Charlie's lip twitched upward in a small smirk, at artist. Cordelia managed to keep herself from overtly frowning at that, but only just. Was that so hard to believe? That reporters were artists too, creating a window into a story that was clear and evocative despite how complex the situation might actually be? She felt defensive of her chosen profession, of her work, of her goddamn invitation to that party in California that Charlie was now taking a moment to also mock. Cordelia might not care for Kate Baker, but with the woman's ex-husband in front of her, the divorce made more and more sense. "And yet you pull my work in progress out of my hands," Cordelia settled on commenting dryily, ignoring the rest except to commit responses to memory.
You want names and addresses? A joke - the smirk made it clear. "If you're handing them out. Your Gringotts account, too, while we're asking for impossible things." A touch of frustration crept into her voice, but it wasn't like Charlie was going to respect her any more if she managed to keep her tone level. Every successive moment seemed to bring her a little lower, in his eyes.
He was burning holes into her dress with those same eyes, which made her feel uneasy, mostly. A touch flattered, despite herself. A short-lived therapist said that was a trauma response, once, during what quickly became their last session. Her mouth felt dry, but in her haste to put some distance between then Cordelia had abandoned her glass near Charlie. Her eyes flickered over to it -- well, it wasn't as if she had really left it unattended, right?
Charlie set his glass down. Was he rattled? Cordelia stilled the urge to reach for the quill. She could remember this much without notes, at least. Still Liam, Charlie said, after a pause far too long for that to be his own thought on the matter. I suppose I took it as a shitty friend.

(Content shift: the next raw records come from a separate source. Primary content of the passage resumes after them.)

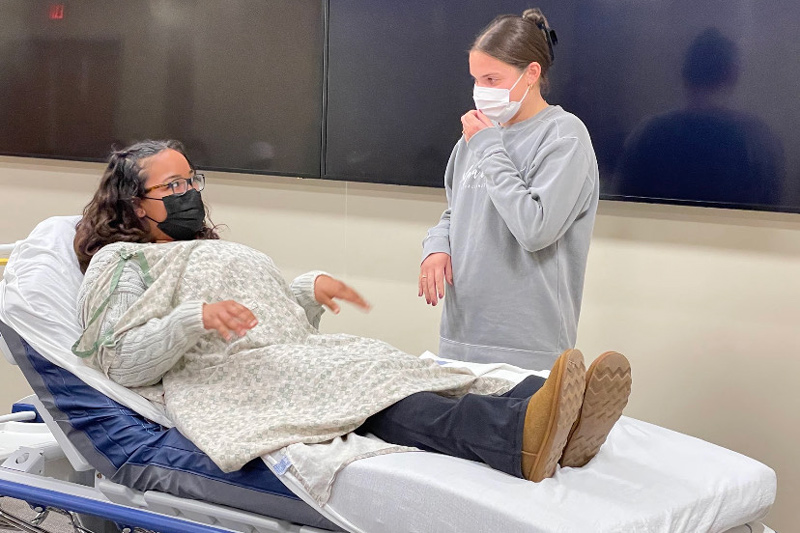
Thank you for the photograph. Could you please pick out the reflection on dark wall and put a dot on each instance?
(66, 105)
(241, 83)
(706, 151)
(399, 82)
(226, 78)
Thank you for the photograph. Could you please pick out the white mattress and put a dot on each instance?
(645, 479)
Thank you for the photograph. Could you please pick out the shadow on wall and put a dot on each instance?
(706, 151)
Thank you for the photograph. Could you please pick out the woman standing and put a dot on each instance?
(522, 191)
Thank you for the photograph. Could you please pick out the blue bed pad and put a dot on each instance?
(133, 451)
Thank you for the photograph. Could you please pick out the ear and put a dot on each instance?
(533, 73)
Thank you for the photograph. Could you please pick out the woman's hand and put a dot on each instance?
(228, 317)
(474, 121)
(327, 288)
(434, 271)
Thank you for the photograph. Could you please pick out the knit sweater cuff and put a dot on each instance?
(303, 289)
(191, 318)
(435, 244)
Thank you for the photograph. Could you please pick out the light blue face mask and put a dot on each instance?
(496, 103)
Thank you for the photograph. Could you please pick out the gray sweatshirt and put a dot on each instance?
(521, 208)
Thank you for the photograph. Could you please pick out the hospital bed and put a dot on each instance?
(113, 460)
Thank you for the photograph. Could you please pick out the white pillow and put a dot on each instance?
(39, 300)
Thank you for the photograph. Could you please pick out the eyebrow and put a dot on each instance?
(489, 75)
(176, 177)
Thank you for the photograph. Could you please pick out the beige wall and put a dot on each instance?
(705, 302)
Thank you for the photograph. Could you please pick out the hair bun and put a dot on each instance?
(536, 16)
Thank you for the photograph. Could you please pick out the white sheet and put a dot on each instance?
(645, 479)
(39, 299)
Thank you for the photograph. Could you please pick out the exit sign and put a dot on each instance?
(56, 11)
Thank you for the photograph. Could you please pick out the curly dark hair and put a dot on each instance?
(111, 215)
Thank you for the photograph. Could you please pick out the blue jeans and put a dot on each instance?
(475, 427)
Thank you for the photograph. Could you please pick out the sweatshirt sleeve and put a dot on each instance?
(303, 290)
(438, 238)
(142, 355)
(539, 206)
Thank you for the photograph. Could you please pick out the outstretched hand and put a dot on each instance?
(326, 289)
(433, 273)
(228, 318)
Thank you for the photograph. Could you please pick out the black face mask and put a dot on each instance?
(185, 215)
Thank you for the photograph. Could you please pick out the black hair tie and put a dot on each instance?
(551, 37)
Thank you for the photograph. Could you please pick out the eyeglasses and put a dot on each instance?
(181, 186)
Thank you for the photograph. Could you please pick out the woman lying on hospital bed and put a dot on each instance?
(210, 329)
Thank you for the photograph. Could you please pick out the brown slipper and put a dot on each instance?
(608, 385)
(551, 414)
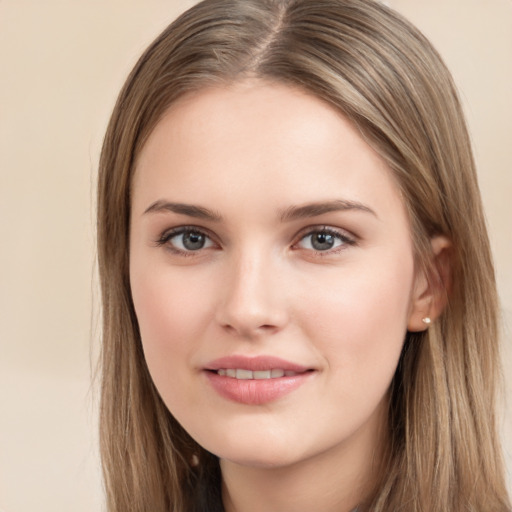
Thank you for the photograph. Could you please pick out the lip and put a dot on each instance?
(253, 391)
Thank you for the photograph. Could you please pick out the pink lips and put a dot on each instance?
(255, 391)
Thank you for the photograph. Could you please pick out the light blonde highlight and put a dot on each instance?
(383, 75)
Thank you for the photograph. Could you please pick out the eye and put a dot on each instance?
(323, 240)
(186, 240)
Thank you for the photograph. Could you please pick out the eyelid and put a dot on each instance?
(347, 238)
(168, 234)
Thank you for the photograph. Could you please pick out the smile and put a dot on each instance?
(255, 380)
(243, 374)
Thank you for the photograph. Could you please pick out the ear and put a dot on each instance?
(430, 293)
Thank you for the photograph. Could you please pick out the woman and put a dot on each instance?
(298, 293)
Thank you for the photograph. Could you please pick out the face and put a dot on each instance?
(272, 274)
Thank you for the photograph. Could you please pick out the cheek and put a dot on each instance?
(360, 322)
(172, 312)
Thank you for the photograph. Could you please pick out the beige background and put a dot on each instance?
(62, 63)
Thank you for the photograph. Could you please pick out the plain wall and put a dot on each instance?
(62, 64)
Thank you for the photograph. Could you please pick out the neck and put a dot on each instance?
(337, 480)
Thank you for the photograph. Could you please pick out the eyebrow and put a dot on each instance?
(289, 214)
(190, 210)
(320, 208)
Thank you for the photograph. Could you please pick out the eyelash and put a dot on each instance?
(341, 236)
(168, 235)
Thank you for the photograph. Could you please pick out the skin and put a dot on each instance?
(249, 153)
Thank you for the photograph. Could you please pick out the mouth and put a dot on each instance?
(256, 380)
(243, 374)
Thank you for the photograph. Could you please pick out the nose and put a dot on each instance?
(253, 300)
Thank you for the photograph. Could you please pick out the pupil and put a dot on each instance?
(193, 241)
(322, 241)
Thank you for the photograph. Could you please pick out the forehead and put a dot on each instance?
(258, 142)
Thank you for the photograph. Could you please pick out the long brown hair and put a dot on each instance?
(383, 75)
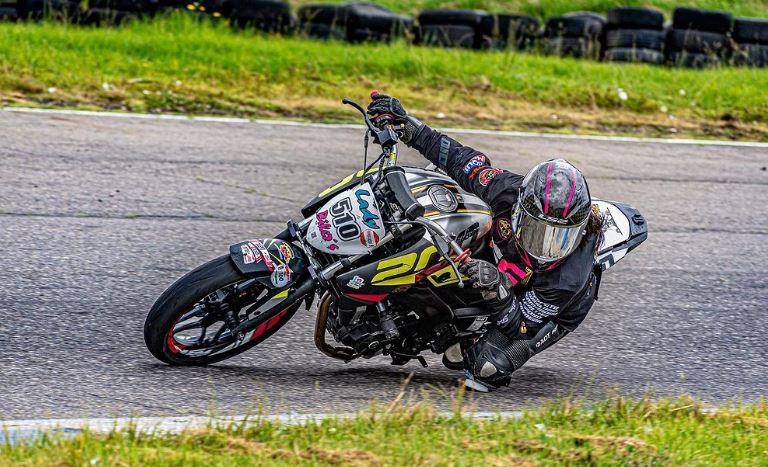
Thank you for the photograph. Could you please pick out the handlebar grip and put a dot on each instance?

At this Charlie Baker smiled at her, thinly, in perhaps the most honesty his face had shown this whole while. "It's a hard thing to reckon with, even when you don't have other things flying at you," Cordelia said, half comforts spilling from her tongue easily. She hadn't been particularly supportive with Ollie, now had she? Though she couldn't remember Oliver ever coming out -- he had just been, well, Ollie, the whole time, with easy kisses flying in any direction regardless of who the lips were attached to.
Not that she would have noticed, if Ollie had come out to her sometime in 1999. She had been, in the words of the man in front of her, going through her own shit.
The urge to write this down and the urge to drink were at war within her; after a moment the wine won. She scooped up the notebook, just to have it in hand, before making her way back to the abandoned glass on the low table, besides Charlie once again. She raised her glass slightly, her own smile thin and wane. "To failing our friends, then," she said, dark as anything, and took a huge gulp.